Là encore, très simplement : parce que je suis écrivain et que je ne suis pas capable d’être juge et partie. J’ai également pas mal de copains dans le milieu, et j’éprouve un net conflit d’intérêt à pouvoir parler librement (donc potentiellement en mal) d’un livre d’un éditeur avec qui je peux avoir travaillé / travailler un jour, d’un ami, et même ; si je connais l’auteur, ne vais-je pas être inconsciemment influencé par ce que je sais de lui / elle ? Si je connais le projet artistique / les intentions de l’auteur, donc si je sais lire entre les lignes, suis-je un bon critique ? Je ne peux en jurer, et si je ne peux en jurer, je m’abstiens.
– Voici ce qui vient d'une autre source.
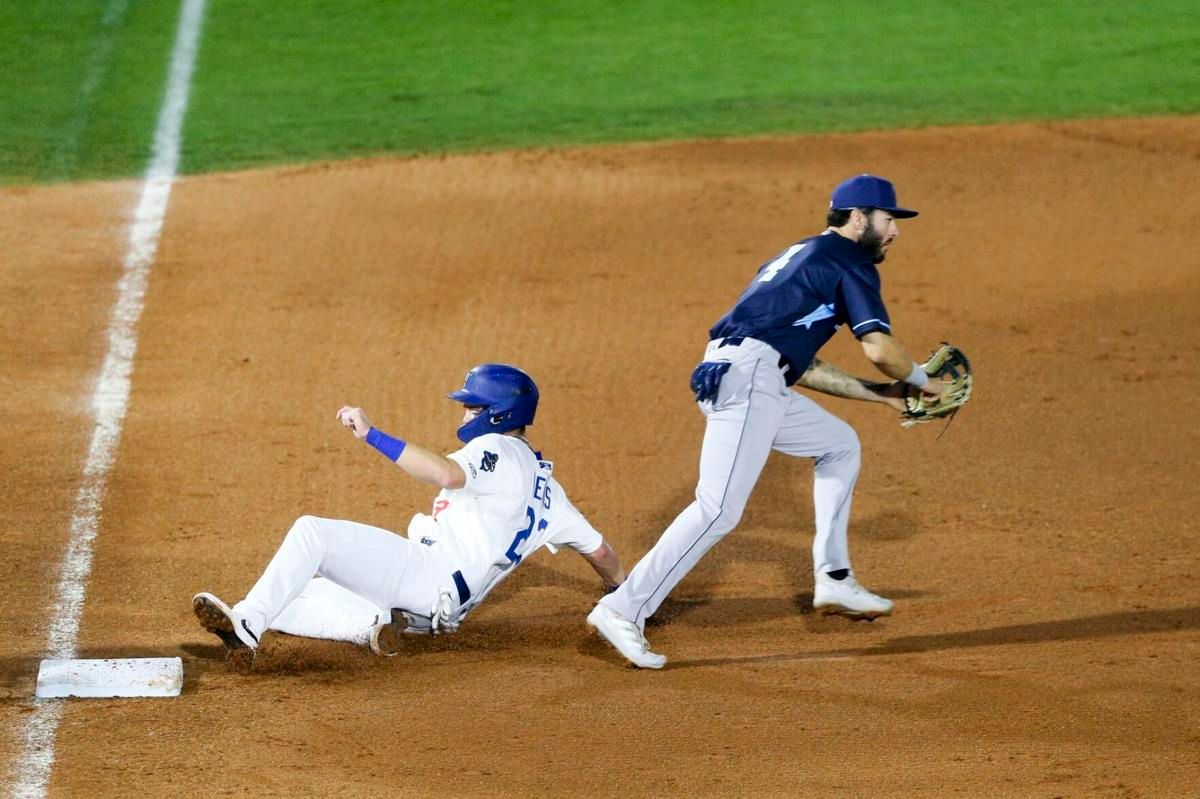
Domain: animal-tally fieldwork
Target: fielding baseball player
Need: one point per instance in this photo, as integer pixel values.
(498, 504)
(765, 344)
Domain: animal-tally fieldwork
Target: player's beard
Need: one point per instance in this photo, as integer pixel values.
(873, 242)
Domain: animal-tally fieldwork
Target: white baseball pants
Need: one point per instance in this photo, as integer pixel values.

Maintenant, le complément grinçage de dents : ajoutons le fait que le milieu littéraire manque parfois singulièrement de maturité. Certains éditeurs, auteurs, communicants sont d’une grâce admirable ; même après un papier négatif sur leur travail, ils vous serrent la main avec la profonde conviction que vous avez bien fait votre travail et rempilent sans hésiter. Je leur rends mille fois hommage, ils sont ceux qui impriment à la culture leur grandeur. Hélas, tout le monde n’est pas ainsi et c’est un peu moche, mais le conflit d’intérêt, on le prend aussi parfois en plein dans les dents. Il est arrivé à des camarades, ayant la double casquette, de se faire étriller par des contacts / auteurs / éditeurs après avoir proposé un avis pas entièrement dithyrambique sur des livres, parce qu’ils avaient le malheur d’avoir été sincères. Il m’est déjà arrivé de me faire descendre ou insulter à cause de mes chroniques musicales (là où l’on pense de façon assez drôle que je ne vois rien), ce qui m’amuse plus qu’autre chose (car insulter l’auteur d’une chronique tiède est un flagrant manque de professionalisme), mais la littérature est l’une de mes familles, c’est mon métier, et c’est aussi ma vocation, et là, je ne suis pas sûr d’être tellement amusé que ça. J’élimine donc autant que possible de mon existence les combats qui n’en valent pas la chandelle, et c’en est un.
clap clap
je ferais bien pareil, mais quand on est libraire… 🙂
Justement, tu t’en fous, tu es dieu 🙂
Bukowski for kids… t’es un grand malade.
Parce que c’est plus ou moins en rapport et que je suis curieux, le serpent de mer de l’encyclo bouge encore?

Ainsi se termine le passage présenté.